Them and Us

I remember a recently admitted patient, nose-to-nose with his psychiatrist, screaming at her “you don’t know what I’m going through – how the fuck do you know what it’s like little missy?”.

The psychiatrist finished the discussion, saying she’d come back to him later, and after a brief pause to collect herself, moved on to the next patient in the ward round.

It is still an incredibly vivid memory for me, partly because everyone else in the room knew that the psychiatrist had been a patient herself, as she had a lifetime’s worth of experience dealing with her own mental health issues.

Study after study has shown that psychiatrists have higher rates of mental illness than the general population.

Research published in 2001 revealed that 56% of female psychiatrists have a family history of mental illness, and just over 40% have experienced one themselves – almost twice the rate of other doctors. Undoubtedly as a consequence, psychiatrists have double the rate of suicide of the general population.

Psychiatry is certainly a stressful job, but research has also found that there are higher rates of mental disorder in future psychiatrists, suggesting many go into the profession precisely because of their experiences.

Other mental health professionals are much less studied, but from my own experience, I suspect the histories and motivations of mental health nurses, psychologists and social workers and so on are are likely to be similar.

The reason I mention this is because Phil Dawdy has just written a powerful article on responses to a recent murder of a psychologist in New York.

Several people wrote comments to his original notice saying that the murderer was likely on a whole bunch of meds that were making him crazy; and, mental health workers hurt patients all the time, so they get what they deserve.

It is quite apparent that unlike in other areas of medicine, the mental health system has a ‘them and us’ attitude.

Ironically, it is the single area of medicine where ‘them’ are most like to be ‘us’, regardless of whether you’re a patient or a professional.

Link to Phil Dawdy on murder of a New York psychologist and reaction.

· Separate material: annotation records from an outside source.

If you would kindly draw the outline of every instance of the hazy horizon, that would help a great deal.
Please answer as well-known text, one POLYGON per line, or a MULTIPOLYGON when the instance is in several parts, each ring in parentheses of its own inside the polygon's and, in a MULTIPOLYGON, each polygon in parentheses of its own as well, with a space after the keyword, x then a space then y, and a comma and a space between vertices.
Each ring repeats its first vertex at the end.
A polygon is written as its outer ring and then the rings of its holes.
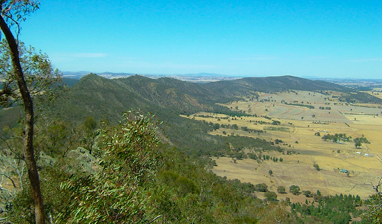
POLYGON ((19 39, 61 71, 382 77, 377 1, 41 3, 19 39))

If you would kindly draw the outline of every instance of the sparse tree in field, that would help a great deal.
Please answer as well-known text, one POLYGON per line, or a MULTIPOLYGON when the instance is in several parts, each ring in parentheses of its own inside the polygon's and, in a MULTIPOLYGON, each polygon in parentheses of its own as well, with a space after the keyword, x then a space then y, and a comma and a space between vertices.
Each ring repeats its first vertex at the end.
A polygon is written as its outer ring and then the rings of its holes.
POLYGON ((266 198, 266 200, 269 202, 276 201, 277 199, 277 195, 272 191, 267 191, 264 193, 264 197, 265 197, 265 198, 266 198))
POLYGON ((356 143, 354 143, 354 146, 356 146, 356 148, 360 148, 362 146, 362 143, 360 141, 356 141, 356 143))
POLYGON ((268 191, 268 186, 264 183, 262 184, 257 184, 256 185, 255 185, 255 189, 256 191, 266 192, 268 191))
MULTIPOLYGON (((19 30, 19 22, 25 20, 26 15, 38 8, 39 4, 38 0, 0 0, 0 28, 6 40, 12 69, 12 72, 10 72, 12 75, 9 76, 11 80, 6 81, 3 84, 3 87, 0 91, 0 97, 2 102, 11 99, 14 96, 12 94, 15 93, 13 90, 17 86, 24 106, 25 124, 22 136, 24 141, 24 155, 29 180, 30 193, 34 203, 35 219, 37 224, 45 223, 45 215, 33 149, 33 104, 20 63, 19 43, 14 38, 10 27, 16 26, 18 28, 18 32, 19 30)), ((18 33, 17 34, 18 36, 18 33)))
POLYGON ((309 198, 312 196, 312 193, 310 191, 302 191, 302 194, 305 196, 307 198, 309 198))
POLYGON ((297 195, 300 192, 300 187, 298 185, 291 185, 289 187, 289 192, 294 195, 297 195))
POLYGON ((283 186, 280 186, 277 187, 277 192, 280 194, 284 194, 285 193, 285 187, 283 186))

6 thoughts on “Them and Us”

  1. My mother, who has a master’s in social work, always says, “People go into social work to fix themselves or their families.”

  2. I grew up in a very dysfunctional household. As an adolescent, my parents insisted a see a shrink, not because I needed one, but to validate their misguided opinion that I suffered “emotional disturbance”. When I entered college, I majored in psychology because I wanted to try to find out if my parents’ feelings about me had any basis in fact, or if it was the other way around, and they were the ones with “issues”.

  3. I am engaged in psychoanalytic treatment at present. I am dealing with issues dealing with incestuous relations with a parent. My relation with my analyst sometimes feels like a dizzying swirling romance with all its encumbent heights and disappointments. I often sense my analyst unconsciously or otherwise is an active participant in a double fantasy within the structure of therapy.

  4. To continue the above the sexual contact was with my mother some years ago. My analyst is a very attractive young woman. I often feel I have fallen in love with her as a surrogate mother or sister or daughter. Antigone leading the blind Oedipus.

  5. My brother, a psychoanalyst and psychiatrist, has completely cut himself off from his family a son. He has apparently realigned with a second family and has no communication with his son or sister. He specialized in family therapy and his second wife is a psychologist, ???